You know what would be really beneficial to everyone? If officials from the City of Duncan and surrounding areas were to take a car ride with a stranger to the area and make a serious assessment of the traffic signage.
The evenings are beginning to grow longer and brighter (a very welcome development) at this time of year, and we can’t help but reflect back on those very, very dark nights now behind us.
One of the things that stands out about the evening commute is just how difficult it is to see the markings on the road — we’re talking lane lines and such.
It’s pretty important to be able to clearly see the lane you’re turning into, or where the turn lane begins, for example.
In the dark, when it’s raining and you have other people’s headlights coming at you? Forget about it. The road markings are all but invisible until you’re on top of them, and sometimes not even then.

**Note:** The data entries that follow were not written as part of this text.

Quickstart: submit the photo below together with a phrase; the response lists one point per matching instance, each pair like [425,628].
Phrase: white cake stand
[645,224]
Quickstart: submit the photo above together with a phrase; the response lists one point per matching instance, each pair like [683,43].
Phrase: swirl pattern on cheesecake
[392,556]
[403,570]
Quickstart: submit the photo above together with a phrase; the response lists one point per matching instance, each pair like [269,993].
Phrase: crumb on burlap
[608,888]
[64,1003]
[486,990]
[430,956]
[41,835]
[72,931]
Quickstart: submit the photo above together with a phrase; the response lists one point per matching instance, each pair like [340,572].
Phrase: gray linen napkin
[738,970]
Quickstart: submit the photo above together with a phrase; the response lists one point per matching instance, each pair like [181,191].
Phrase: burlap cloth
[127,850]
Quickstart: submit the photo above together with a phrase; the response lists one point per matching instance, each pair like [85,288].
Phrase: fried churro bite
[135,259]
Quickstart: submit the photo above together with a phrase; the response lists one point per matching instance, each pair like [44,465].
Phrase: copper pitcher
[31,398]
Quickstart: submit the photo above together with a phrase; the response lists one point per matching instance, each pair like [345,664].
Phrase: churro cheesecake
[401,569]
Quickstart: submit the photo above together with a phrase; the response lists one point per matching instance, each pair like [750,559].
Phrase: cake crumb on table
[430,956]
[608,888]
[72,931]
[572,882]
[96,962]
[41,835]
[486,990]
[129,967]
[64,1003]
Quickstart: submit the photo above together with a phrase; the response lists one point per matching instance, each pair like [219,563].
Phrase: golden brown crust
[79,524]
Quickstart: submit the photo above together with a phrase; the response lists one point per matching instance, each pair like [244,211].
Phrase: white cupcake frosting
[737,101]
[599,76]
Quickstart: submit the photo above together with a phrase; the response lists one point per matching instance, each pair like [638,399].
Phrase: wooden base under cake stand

Reflectors would be a huge improvement, or at least some more reflective paint. Unfortunately, this time of year, when it is the hardest to see and you need it the most, the paint is the most likely to be worn down or covered up.
Downtown Duncan is a veritable maze to try to navigate for the newcomer.
The one-way streets are pretty well marked as you come up to them, but not so for where lanes are going to be ending, or end in a mandatory turn in a particular direction.
A stranger to the traffic patterns would have to make a guess in a number of places as to which lane will get them straight through, and if they guess wrong, with the traffic being what it is on most days, it’s not always an easy thing to make a correction partway through.
We’re sure the municipal units involved have done their due diligence by consulting traffic experts and such, but there’s no replacement for actually sitting in a car beside someone who’s totally new to the area and watching them struggle through. It provides a unique perspective that you’ve inevitably lost once you’ve lived in a place for awhile.
What’s the big deal, you might ask? We’re not talking about driving through Montreal or Toronto or Vancouver. Duncan’s just not that big or complicated.
Which is true enough, but that doesn’t mean we can’t make it better and more welcoming for motorists. After all, we want them to get off the highway, not be dissuaded from doing so.
We do have some weird intersections due to a lack of cohesive traffic planning back a century or so ago.
We bet the locals would appreciate better signage as well, and we’d certainly appreciate road markings that stand out in all conditions.